John Berryman, University of Minnesota Regents’ professor of
humanities, author of “The Dream Saga,”
winner of the Pulitzer Prize,
Bollingen Award and National Book Award
wrote a poem in response to an editorial in the Minneapolis Tribune.

Public Hanging Favored

Many people have seen fit publicly to go to the aid of the eight chared with raids on draft offices.
The eight perhaps don't mean any harm, they only want recognition.
I'd like to see them get the recognition they deserve
during the Aquitannial—a public hanging of all eight.
David B. Dahlberg, St. Louis Park, MN.

The Minnesota 8 and the Letter-Writers
by John Berryman


Here’s one who wants them hanged.
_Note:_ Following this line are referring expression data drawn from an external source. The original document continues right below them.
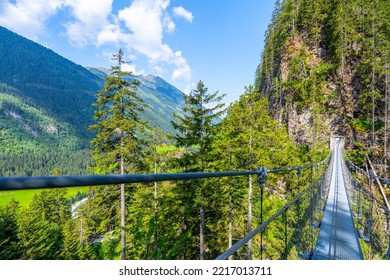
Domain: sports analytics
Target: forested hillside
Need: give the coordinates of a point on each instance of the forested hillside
(46, 108)
(325, 70)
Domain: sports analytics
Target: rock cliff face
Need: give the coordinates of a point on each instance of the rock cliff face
(325, 71)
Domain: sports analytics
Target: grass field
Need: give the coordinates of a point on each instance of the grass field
(24, 197)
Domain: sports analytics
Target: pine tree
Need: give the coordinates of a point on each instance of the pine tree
(117, 147)
(197, 128)
(9, 230)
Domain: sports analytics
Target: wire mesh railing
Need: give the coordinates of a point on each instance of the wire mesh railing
(297, 222)
(371, 216)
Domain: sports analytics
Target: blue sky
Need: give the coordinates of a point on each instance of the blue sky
(182, 41)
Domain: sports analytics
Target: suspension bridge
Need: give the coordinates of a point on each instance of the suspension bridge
(336, 217)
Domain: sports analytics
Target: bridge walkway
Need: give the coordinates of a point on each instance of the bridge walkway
(338, 239)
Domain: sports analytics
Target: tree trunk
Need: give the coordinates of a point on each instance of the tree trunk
(201, 228)
(230, 218)
(250, 216)
(155, 196)
(123, 206)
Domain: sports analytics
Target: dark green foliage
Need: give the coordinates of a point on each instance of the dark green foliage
(31, 68)
(9, 232)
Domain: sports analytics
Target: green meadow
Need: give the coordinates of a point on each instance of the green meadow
(24, 197)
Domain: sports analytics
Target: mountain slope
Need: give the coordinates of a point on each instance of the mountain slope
(66, 91)
(163, 98)
(45, 80)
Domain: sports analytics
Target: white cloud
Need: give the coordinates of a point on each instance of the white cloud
(132, 68)
(147, 39)
(141, 27)
(181, 12)
(28, 17)
(188, 88)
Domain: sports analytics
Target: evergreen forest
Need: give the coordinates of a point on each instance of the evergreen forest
(324, 71)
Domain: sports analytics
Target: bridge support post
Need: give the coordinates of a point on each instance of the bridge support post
(261, 180)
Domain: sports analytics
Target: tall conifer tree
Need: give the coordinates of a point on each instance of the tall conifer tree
(197, 129)
(118, 147)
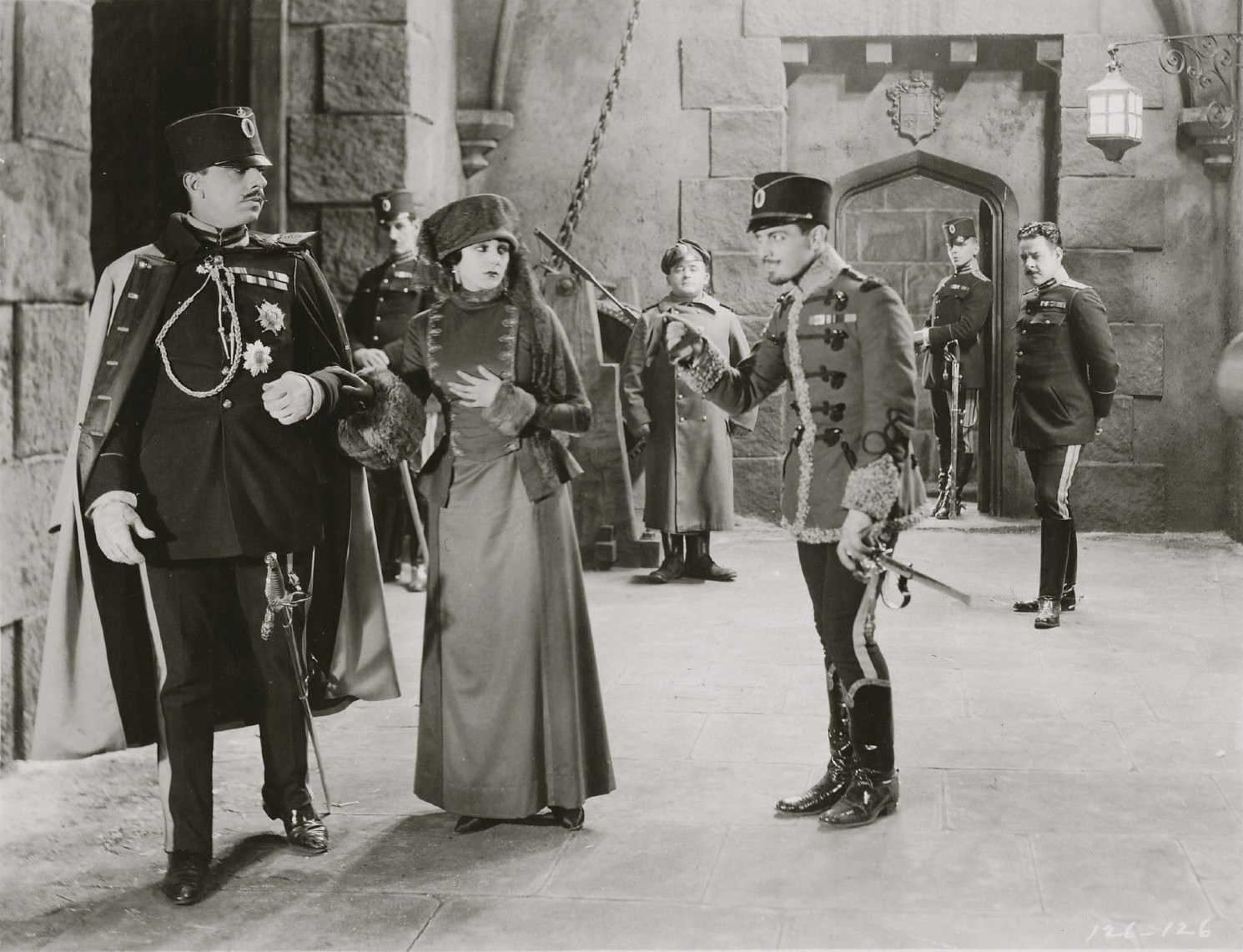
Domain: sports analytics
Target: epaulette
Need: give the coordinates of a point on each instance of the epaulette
(865, 281)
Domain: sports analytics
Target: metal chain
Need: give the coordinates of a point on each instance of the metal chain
(585, 178)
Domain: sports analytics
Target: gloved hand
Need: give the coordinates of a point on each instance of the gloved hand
(114, 525)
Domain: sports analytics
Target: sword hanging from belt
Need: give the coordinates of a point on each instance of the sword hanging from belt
(281, 602)
(954, 365)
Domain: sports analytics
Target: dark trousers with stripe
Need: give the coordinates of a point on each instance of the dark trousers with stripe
(1053, 471)
(208, 608)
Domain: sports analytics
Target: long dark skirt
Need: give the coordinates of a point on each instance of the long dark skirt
(510, 718)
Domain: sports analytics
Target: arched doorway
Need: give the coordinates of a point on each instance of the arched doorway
(913, 192)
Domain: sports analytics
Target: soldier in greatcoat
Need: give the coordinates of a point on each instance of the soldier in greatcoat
(689, 456)
(842, 342)
(375, 321)
(1065, 372)
(961, 305)
(215, 373)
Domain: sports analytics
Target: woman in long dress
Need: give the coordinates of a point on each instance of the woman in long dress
(511, 718)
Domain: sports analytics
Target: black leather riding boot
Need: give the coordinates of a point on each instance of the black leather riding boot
(829, 788)
(873, 791)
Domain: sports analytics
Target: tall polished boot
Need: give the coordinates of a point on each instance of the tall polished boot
(941, 507)
(1054, 553)
(699, 560)
(829, 788)
(873, 791)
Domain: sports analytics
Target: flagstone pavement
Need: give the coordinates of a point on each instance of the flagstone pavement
(1075, 788)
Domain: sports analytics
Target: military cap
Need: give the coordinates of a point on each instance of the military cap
(685, 250)
(959, 230)
(781, 198)
(218, 137)
(390, 204)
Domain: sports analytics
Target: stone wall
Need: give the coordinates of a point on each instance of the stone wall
(370, 107)
(45, 281)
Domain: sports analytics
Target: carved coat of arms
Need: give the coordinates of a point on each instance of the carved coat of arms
(916, 107)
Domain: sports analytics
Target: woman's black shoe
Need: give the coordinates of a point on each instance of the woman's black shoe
(187, 879)
(474, 824)
(572, 818)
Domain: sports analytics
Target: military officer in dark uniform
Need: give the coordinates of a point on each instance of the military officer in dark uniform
(960, 310)
(1065, 372)
(843, 345)
(226, 365)
(385, 301)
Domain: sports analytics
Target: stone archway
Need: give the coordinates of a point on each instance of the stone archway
(1001, 482)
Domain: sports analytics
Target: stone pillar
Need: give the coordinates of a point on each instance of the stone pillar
(370, 106)
(45, 281)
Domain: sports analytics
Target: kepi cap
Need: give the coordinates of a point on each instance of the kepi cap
(228, 136)
(959, 230)
(781, 198)
(685, 250)
(390, 204)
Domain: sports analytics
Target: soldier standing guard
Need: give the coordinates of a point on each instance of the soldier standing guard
(1065, 370)
(689, 465)
(843, 343)
(214, 377)
(385, 301)
(960, 309)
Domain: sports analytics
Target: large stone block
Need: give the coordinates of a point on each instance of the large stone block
(766, 439)
(1079, 157)
(341, 158)
(945, 18)
(741, 284)
(1120, 496)
(347, 12)
(746, 73)
(1113, 275)
(365, 70)
(48, 367)
(53, 88)
(715, 213)
(304, 85)
(8, 8)
(348, 249)
(25, 502)
(757, 487)
(1116, 441)
(890, 236)
(1141, 355)
(1111, 213)
(7, 409)
(45, 198)
(1084, 63)
(746, 142)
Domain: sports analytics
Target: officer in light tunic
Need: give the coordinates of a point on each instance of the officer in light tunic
(1065, 370)
(385, 301)
(215, 372)
(961, 305)
(842, 342)
(689, 464)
A poor sick mind,
signing itself & saying where it’s from:
St. Louis Park: Out of the woodwork vermin come.
To crises rise our worst, and (some) our best
to dare illegal deeds in an unpopular cause
defying prison because they feel they ought, because
the sanity & honour seem endangered,
or seem convulsed, of their own country, and
a flaccid people can’t be got to understand
its state without some violence undertaken,
by somebody without a thing to gain,
to shock it into resisting – one program pain
of treatment back to health of the body politic:
to stop napalming pint-sized yellow men
& their slant-eyed children, and ground arms & come home again
O the Signers broke the law, and deserved hanging,
by the weird light of the sage of St. Louis Park,
who probably admires them. These bear their rare mark.


Published in “Letters to the
Editor,” Minneapolis Tribune, Tuesday July 21, 1970.